Confuse between A&C In managed access schemas (i.e. schemas created using the CREATE SCHEMA … WITH MANAGED ACCESS syntax), either the schema owner (i.e. the role with the OWNERSHIP privilege on the schema) or a role with the global MANAGE GRANTS privilege can grant privileges on future objects in the schema.

BigDataBB
Jan 19, 2023

Yes, this question shoud to hav "(Choose two.)"

lfrad
Feb 6, 2023

Only the schema owner (i.e. the role with the OWNERSHIP privilege on the schema) or a role with the MANAGE GRANTS privilege can grant privileges on objects in the schema, including future grants, centralizing privilege management. [for a managed access schema] Here we are however talking about granting permission changes privilege for NEW objects. The schema owner would automatically be granted this privilege on all object within the schema he owns. But a MANAGE GRANTS privileged role could only assign privileges using the "future" keyword

MultiCloudIronManOption: C
Jul 17, 2023

Correct

_yyuktaOption: A
Feb 27, 2024

A is correct

EmiBOption: C
Mar 12, 2023

In managed access schemas (i.e. schemas created using the CREATE SCHEMA … WITH MANAGED ACCESS syntax), object owners lose the ability to make grant decisions.

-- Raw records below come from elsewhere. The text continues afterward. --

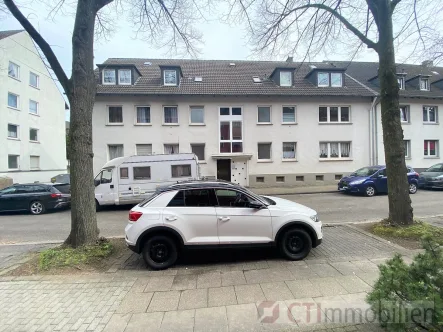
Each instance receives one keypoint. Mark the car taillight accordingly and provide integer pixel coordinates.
(134, 215)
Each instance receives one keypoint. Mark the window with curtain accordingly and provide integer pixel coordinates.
(115, 151)
(289, 150)
(170, 114)
(143, 114)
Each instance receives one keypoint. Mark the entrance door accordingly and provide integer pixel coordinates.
(224, 169)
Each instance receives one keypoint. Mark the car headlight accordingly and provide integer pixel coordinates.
(315, 218)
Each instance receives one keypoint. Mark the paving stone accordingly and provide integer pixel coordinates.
(249, 293)
(220, 296)
(164, 301)
(276, 291)
(211, 320)
(193, 299)
(182, 282)
(145, 322)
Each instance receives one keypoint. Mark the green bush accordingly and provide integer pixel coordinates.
(410, 297)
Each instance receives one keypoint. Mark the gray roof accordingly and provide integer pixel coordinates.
(8, 33)
(219, 78)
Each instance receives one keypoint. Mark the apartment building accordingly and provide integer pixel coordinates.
(32, 113)
(256, 123)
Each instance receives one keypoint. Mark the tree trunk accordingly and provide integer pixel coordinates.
(400, 209)
(81, 96)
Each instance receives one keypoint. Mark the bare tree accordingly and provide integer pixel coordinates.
(304, 27)
(167, 21)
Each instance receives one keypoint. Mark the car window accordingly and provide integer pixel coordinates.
(232, 198)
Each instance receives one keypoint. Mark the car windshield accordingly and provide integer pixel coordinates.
(365, 171)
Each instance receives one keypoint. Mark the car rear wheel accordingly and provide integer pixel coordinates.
(160, 252)
(36, 207)
(370, 191)
(295, 244)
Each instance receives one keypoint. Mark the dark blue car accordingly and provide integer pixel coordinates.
(372, 179)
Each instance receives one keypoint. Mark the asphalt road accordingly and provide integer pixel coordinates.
(331, 207)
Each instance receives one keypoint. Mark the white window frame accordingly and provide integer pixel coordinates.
(270, 115)
(164, 77)
(295, 115)
(339, 150)
(136, 123)
(328, 113)
(130, 77)
(18, 101)
(18, 70)
(38, 80)
(196, 107)
(103, 77)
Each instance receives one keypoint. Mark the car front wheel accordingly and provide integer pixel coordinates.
(295, 244)
(160, 252)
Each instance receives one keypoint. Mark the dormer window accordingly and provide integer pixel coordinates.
(109, 76)
(170, 77)
(124, 76)
(285, 78)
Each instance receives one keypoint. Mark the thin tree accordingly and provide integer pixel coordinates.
(306, 27)
(160, 22)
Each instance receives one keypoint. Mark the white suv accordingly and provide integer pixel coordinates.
(221, 214)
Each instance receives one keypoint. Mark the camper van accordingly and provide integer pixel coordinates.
(129, 180)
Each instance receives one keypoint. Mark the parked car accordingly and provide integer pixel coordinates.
(210, 213)
(432, 177)
(34, 197)
(372, 180)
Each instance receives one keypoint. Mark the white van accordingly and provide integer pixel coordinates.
(129, 180)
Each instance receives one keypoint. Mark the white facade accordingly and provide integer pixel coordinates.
(27, 156)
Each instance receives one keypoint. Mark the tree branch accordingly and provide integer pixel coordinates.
(44, 46)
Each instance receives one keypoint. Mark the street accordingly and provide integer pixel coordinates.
(331, 207)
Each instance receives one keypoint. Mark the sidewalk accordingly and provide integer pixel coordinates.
(244, 293)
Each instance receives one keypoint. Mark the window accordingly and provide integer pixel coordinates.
(14, 70)
(171, 149)
(115, 115)
(142, 173)
(424, 84)
(264, 114)
(197, 115)
(170, 77)
(143, 114)
(430, 114)
(12, 100)
(407, 146)
(264, 151)
(35, 162)
(404, 114)
(124, 77)
(288, 114)
(33, 107)
(199, 150)
(109, 76)
(115, 151)
(232, 198)
(334, 150)
(12, 131)
(124, 173)
(34, 80)
(289, 150)
(13, 162)
(170, 114)
(33, 134)
(333, 114)
(178, 171)
(285, 78)
(431, 148)
(143, 149)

Only the schema owner (i.e. the role with the OWNERSHIP privilege on the schema) or a role with the global MANAGE GRANTS privilege can grant privileges on objects in the schema.

otsumy
Aug 12, 2023

A should be the answer

HeetecOption: A
Oct 29, 2023

A correct - based on comments here

0e504b5Option: A
Feb 3, 2024

https://docs.snowflake.com/en/sql-reference/sql/create-schema CREATE SCHEMA WITH MANAGED ACCESS Specifies a managed schema. Managed access schemas centralize privilege management with the schema owner. In regular schemas, the owner of an object (i.e. the role that has the OWNERSHIP privilege on the object) can grant further privileges on their objects to other roles. In managed schemas, the schema owner manages all privilege grants, including future grants, on objects in the schema. Object owners retain the OWNERSHIP privileges on the objects; however, only the schema owner can manage privilege grants on the objects.

0e504b5
Feb 25, 2024

AC are both correct With managed access schemas, object owners lose the ability to make grant decisions. Only the schema owner (i.e. the role with the OWNERSHIP privilege on the schema) or a role with the MANAGE GRANTS privilege can grant privileges on objects in the schema, including future grants, centralizing privilege management.

vc5Option: C
Apr 4, 2024

https://docs.snowflake.com/en/user-guide/security-access-control-configure

d22770aOption: C
Oct 9, 2024

C is correct

QkelOption: C
Dec 9, 2024

A managed access schema is a way to centralize the management of access permissions for objects in a schema. This is done by limiting the ability to grant privileges to only the schema owner or roles with the MANAGE GRANTS privilege.

bor4unOption: C
Jan 16, 2025

https://docs.snowflake.com/en/sql-reference/sql/grant-ownership#usage-notes A role that has the MANAGE GRANTS privilege can transfer ownership of an object to any role; in contrast, a role that does not have the MANAGE GRANTS privilege can only transfer ownership from itself to a child role within the role hierarchy. The transfer of ownership (GRANT OWNERSHIP) only affects existing objects at the time the command is issued. Any objects created after the command is issued are owned by the role in use when the object is created.

37ceea2
Feb 19, 2025

Hi I cannot find where you identified above explanation. Frankly, I never saw this idea related to future objects from the schema. I thought that owners ship of the schema will transform it in a regular schema (with DAC approach).